NOTE – As Jonathan states in his post the OPTION(MAXDOP 1, RECOMPILEis advisable as this query can be particularly intensive.

This showed me that in the plan cache there are 18 indexes that have been used to satisfy a query against the table so that gives us another 3 indexes we can potentially get rid of.  I ran the below query to show me the index usage stats for the indexes that are not in the plan cache.

-- Set Database Context
USE master;
GO
-- Return Index usage stats for indexes that are not used in the plan cache
SELECT  'Index Usage Not In Plan Cache' AS ResultType,
            IUS.IndexName,
            IUS.UserReads,
            IUS.UserWrites
FROM    master.dbo.IndexUsageStats AS IUS
WHERE   IUS.IndexName NOT IN (
        SELECT  REPLACE(REPLACE(IndexName, '[', ''), ']', '')
        FROM    master.dbo.PlanCacheIndexes );
GO

I script the drop and create of these 3 indexes again saving the script file.  What is important to point out here is that all three of these indexes have still been used to satisfy a query since the index usage stats where last reset.  You can use the below query to find out that last time the index stats where reset;

-- Set Database Context
USE master;
GO
-- How old are the index usage stats?
SELECT  'Index Stats Age' AS ResultType,
            DATEDIFF(DAY, sd.crdate, GETDATE()) AS days_history
FROM    sys.sysdatabases sd
WHERE   sd.[name] = 'tempdb';
GO

Take a note of the percentage of reads to writes, if this is low, which I expect it will be (in my case less than 0.02%) then chances are there was a one off query maybe for a report or extract.

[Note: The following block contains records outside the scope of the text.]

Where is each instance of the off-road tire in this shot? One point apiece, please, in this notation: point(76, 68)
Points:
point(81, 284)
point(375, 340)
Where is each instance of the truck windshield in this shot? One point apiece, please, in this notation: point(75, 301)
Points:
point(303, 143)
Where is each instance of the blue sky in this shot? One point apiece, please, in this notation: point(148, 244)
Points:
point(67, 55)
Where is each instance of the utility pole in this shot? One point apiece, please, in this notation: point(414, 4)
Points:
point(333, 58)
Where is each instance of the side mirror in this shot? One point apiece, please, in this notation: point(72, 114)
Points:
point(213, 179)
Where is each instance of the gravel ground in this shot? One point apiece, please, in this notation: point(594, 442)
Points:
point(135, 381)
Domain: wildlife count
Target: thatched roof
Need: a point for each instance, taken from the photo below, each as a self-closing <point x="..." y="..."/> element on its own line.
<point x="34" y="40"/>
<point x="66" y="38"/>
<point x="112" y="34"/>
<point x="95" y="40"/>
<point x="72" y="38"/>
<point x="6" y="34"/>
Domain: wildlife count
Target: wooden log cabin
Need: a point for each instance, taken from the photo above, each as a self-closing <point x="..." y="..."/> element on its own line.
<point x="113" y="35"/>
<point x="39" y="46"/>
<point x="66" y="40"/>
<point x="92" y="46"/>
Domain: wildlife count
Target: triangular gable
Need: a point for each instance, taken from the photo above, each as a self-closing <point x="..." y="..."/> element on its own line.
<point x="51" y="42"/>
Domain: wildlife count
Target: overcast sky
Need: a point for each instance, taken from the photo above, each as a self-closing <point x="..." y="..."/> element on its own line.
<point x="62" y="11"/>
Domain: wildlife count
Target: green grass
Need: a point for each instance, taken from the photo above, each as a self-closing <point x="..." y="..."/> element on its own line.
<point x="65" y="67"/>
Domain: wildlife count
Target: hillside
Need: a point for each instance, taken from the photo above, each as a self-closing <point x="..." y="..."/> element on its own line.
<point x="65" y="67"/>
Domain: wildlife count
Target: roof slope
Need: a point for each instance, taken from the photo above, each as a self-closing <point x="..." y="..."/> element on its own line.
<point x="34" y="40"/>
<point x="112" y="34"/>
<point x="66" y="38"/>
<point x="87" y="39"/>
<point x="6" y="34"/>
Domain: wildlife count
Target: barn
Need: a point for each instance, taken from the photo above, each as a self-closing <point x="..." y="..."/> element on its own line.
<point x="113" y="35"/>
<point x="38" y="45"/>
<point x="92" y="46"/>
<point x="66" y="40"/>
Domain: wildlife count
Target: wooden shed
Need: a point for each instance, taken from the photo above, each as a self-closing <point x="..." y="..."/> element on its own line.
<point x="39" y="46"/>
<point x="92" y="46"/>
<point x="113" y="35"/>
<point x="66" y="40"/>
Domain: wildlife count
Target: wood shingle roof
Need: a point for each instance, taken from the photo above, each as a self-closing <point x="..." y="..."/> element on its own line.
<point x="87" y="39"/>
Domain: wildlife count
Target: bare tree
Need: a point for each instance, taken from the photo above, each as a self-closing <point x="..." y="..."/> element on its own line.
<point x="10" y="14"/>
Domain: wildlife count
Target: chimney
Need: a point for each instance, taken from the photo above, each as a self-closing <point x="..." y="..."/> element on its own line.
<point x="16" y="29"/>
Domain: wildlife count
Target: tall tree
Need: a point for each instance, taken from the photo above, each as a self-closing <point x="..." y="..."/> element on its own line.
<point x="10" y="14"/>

So with this approach I identified 6 indexes, 3 that haven’t been used and 3 that have been used but do not have a query in the plan cache.  What you do next will depend on your environment, for me it meant running the drop index statements in a test environment and running a workload to prove that dropping the indexes improves the procedure and does not cause any unexpected performance issues.  Then I had to raise a change request to schedule in remove the indexes from production which I am pleased to say was approved and will be being run tonight outside of core business hours.

I am still not comfortable that the remaining 18 indexes are the best fit for our workload so have created a task for myself to review the indexes in place on this table and make improvements where possible.  I will post my results in a future post.

Enjoy!

Chris